I'd look for trends or similar types of errors that tend to recur. Once you're aware of the types of errors you make, you can be alert for them, or you can change your coding style to avoid them.
As an example, I worked very closely with my office-mate in a previous life. At one point I was halfway through my first sentence explaining some odd behavior, and he interrupted with, "increment your counter." I still double-check my loop counters today!
Instead of keeping a log of future mistakes, maybe you could review your bugtracker history, and try to find common types of errors which keep ocurring.
I'm so inspired I think I'll try this tommorow.
"What information related to my mistakes should I be keeping track of so that I can improve as a programmer?"
Read other people blogs. Write your own. You don't have to publish it. But you do have to turn each mistake into a story.
Don't drown this in metadata. This isn't amenable to a database or even a bug tracker. A mistake is a story where someone made a bad choice and recovered from it.
Here's your outline.
Context. What was going on.
Situation. The problem you were trying to solve.
What you did. Why it was bad.
What you should have done. Why it was better.
What changed. What you learned.
You should also record your successes in almost the same form.
Context. What was going on.
Situation. The problem you were trying to solve.
What you did. Why it was good.
What you learned.
When in doubt watch a movie. Seriously. Characters a confronted with choices, make mistakes and recover from those mistakes. That story line is the essence of drama. A mistake is the same thing.
Be careful what you log. Not every bad situation is a mistake. Some situations are inevitable or so far outside your control that nothing can be done about it.
Bad planning on someone else's part which puts you into panic-mode isn't your mistake. You can meticulously log everyone else's mistakes, but what's the point? If you're tracking what other people are doing, you should seek therapy.
Bad planning which provides inadequate budget, schedule or communication about changes may be a compound problem.
You didn't provide enough planning information up front.
In the scramble to cope, you made another mistake which lead to problem resolution and recovery.
In hindsight (which is always 20/20) you can see a decision which was wrong. However, at the time, it was based on best available information. That's not a mistake. Any sentence that begins "If we'd known that X..." is useless for mistake analysis. You can try to write a checklist of all the things you need to know next time you make that decision. But next time, you won't be making exactly that decision and some other piece of information will turn up missing.
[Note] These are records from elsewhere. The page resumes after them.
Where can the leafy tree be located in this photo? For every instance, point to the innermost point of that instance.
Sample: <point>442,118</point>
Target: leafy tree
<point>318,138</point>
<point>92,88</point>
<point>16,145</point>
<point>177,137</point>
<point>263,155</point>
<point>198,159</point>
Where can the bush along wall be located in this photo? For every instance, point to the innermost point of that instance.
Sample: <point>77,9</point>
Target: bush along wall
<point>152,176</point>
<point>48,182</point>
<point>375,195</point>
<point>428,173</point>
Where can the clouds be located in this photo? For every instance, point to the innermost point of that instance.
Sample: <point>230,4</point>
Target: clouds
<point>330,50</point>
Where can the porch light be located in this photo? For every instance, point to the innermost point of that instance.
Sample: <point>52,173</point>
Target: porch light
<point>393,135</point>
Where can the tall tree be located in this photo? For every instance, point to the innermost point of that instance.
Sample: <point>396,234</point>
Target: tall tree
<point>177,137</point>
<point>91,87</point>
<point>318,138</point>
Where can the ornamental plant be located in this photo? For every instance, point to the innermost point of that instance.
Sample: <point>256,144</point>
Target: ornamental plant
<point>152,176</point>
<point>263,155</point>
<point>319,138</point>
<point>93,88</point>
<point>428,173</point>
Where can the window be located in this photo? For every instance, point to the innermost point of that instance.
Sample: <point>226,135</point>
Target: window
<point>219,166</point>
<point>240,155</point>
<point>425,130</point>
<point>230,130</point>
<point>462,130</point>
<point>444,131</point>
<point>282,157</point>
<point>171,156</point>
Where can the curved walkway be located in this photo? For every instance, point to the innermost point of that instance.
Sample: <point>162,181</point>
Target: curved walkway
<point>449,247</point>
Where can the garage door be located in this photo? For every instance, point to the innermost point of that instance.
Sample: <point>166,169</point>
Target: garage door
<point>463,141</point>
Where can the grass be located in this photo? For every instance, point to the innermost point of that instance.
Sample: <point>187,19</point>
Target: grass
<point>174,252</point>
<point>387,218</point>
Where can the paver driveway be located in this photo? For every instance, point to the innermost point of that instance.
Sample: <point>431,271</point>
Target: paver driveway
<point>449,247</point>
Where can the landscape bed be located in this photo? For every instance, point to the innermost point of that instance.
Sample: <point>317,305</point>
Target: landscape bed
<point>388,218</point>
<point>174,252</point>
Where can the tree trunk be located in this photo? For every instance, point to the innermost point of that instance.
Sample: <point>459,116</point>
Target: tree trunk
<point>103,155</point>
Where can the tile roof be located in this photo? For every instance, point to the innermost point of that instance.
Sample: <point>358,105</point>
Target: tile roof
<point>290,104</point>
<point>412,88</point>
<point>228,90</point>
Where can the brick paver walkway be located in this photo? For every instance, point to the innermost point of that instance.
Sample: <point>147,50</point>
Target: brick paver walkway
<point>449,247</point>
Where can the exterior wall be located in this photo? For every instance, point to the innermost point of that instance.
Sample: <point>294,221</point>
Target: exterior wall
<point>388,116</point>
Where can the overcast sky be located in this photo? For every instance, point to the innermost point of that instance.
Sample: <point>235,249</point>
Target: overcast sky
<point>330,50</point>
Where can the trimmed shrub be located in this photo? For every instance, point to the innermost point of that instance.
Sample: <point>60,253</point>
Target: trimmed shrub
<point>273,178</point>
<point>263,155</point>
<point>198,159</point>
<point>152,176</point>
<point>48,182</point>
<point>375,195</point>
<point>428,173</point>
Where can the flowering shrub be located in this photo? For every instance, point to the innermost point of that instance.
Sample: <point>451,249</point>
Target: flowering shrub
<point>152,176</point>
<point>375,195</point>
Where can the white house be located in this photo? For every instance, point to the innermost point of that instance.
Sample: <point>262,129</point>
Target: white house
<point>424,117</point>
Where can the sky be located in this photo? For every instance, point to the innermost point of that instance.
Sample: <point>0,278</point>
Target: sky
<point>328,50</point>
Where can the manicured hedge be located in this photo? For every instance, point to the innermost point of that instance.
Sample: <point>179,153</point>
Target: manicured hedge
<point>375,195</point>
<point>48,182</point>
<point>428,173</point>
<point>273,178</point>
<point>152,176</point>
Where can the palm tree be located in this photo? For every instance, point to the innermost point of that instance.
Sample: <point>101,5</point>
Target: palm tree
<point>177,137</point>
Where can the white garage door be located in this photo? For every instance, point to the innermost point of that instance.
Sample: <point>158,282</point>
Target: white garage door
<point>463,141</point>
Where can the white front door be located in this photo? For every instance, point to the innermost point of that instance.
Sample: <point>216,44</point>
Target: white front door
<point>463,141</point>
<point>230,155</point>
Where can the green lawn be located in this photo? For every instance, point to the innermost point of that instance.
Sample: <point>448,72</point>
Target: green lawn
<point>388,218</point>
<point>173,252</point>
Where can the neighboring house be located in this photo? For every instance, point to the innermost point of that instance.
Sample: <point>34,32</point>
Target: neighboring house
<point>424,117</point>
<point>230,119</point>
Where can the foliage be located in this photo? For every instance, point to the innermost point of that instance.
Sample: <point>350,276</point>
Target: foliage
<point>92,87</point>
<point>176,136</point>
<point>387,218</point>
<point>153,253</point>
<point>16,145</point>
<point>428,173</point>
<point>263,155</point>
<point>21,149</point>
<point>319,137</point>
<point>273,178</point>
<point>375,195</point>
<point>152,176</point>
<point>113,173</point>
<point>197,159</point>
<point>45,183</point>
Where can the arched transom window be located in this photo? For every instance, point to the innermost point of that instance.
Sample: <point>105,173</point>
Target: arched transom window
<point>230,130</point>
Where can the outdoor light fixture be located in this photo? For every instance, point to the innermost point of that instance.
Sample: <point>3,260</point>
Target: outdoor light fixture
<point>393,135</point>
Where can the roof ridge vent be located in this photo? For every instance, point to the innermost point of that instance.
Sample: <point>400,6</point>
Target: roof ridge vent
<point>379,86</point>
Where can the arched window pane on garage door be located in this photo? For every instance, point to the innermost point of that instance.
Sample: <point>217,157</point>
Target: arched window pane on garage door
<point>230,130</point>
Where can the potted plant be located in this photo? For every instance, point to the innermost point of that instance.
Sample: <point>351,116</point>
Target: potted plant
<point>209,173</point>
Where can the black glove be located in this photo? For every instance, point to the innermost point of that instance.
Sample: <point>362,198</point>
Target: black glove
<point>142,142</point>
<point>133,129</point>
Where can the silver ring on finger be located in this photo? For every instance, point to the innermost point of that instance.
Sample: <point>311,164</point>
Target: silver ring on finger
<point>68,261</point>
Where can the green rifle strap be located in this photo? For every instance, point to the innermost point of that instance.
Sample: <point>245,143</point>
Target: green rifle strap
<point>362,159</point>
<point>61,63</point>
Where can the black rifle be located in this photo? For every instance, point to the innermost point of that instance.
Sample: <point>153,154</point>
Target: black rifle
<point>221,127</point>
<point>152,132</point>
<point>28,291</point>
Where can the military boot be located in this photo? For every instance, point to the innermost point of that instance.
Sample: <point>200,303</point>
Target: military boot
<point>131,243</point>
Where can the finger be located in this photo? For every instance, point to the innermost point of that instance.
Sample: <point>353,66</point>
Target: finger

Never call other people's actions mistakes.
Find the root causes. It's a root cause when it's something you can't control.
Don't retroactively call information that turned up missing a mistake.
I have been thinking the same thing. For the time being I keep a little spreadsheet with bugs I correct. The purpose of this is to make myself aware of the more common errors being made.
Hopefully I will start to see patterns and avoid making common errors over and over again.
I find that this makes my job more interesting, probably since I am an analytical person who likes to collect data and information in a structured manner.
You should try to relate the errors to use of inadequate tools, habits, methods or knowledge. In most cases you will find there would have been ways to catch the error earlier. Things like type-safety, unit-testing, code-review, coding standards, better API design, better documentation and working environment, comes to my mind.
I use JIRA with a custom workflow. For a bug, the last step before an issue is closed is a screen that allows me to select a "root cause". I've got a history of the root cause of every bug that's occurred in the last 3 systems I've built.